What you want is to convert those strings in to compact primitive datatypes as they're coming in, instead of getting all 18 million rows slurped in to bulky cell strings at once. The dates and timestamps as datenums or whatever numeric representation you're using, and those low-cardinality strings either as 2-d char
arrays or some equivalent of a categorical variable. (Given your data set size, you probably want those strings represented as simple numeric identifiers with a lookup table, not chars.)
Once you've decided on your compact data structure, there's a couple approaches to loading it in. You could just break the read in to chunks in pure Matlab: use textscan()
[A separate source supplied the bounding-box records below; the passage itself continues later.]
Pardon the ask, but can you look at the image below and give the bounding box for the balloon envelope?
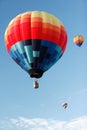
[62,102,68,109]
[73,35,84,47]
[5,11,67,78]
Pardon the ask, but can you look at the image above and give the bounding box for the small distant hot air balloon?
[62,102,68,109]
[5,11,67,88]
[73,35,84,47]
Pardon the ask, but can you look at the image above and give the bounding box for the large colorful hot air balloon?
[5,11,67,88]
[73,35,84,47]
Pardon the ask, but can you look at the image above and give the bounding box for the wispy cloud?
[0,116,87,130]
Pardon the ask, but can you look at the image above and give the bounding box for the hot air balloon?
[73,35,84,47]
[62,102,68,109]
[5,11,67,88]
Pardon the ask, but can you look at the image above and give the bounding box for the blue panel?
[10,39,63,72]
[33,51,40,57]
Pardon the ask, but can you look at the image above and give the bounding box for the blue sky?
[0,0,87,130]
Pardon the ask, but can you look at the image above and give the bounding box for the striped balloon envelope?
[73,35,84,47]
[5,11,67,78]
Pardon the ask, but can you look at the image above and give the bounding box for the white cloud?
[0,116,87,130]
calls in a loop to read in 1000 lines at a time, parse and convert the cellstrs in that chunk in to their compact forms, buffer all the results, and cat
them together at the end of the read. That'll keep the peak memory requirements lower.
If you're going to do a lot of work like this, and performance matters, you might want to drop down to Java and write your own parser that can convert the strings and dates as they come in, before handing them back to Matlab as more compact datatypes. It's not hard, and the Java method can be called directly from Matlab, so this may only kind of count as using a separate language.
回答2:
For 2) you can try to use csvread command. I don't know how the performance compares, but at least it's an alternative.
Another alternative is to read the file using a much faster language like C or awk, and then break it up into smaller files. Reading many little files sequentially will be less memory intensive than one large file.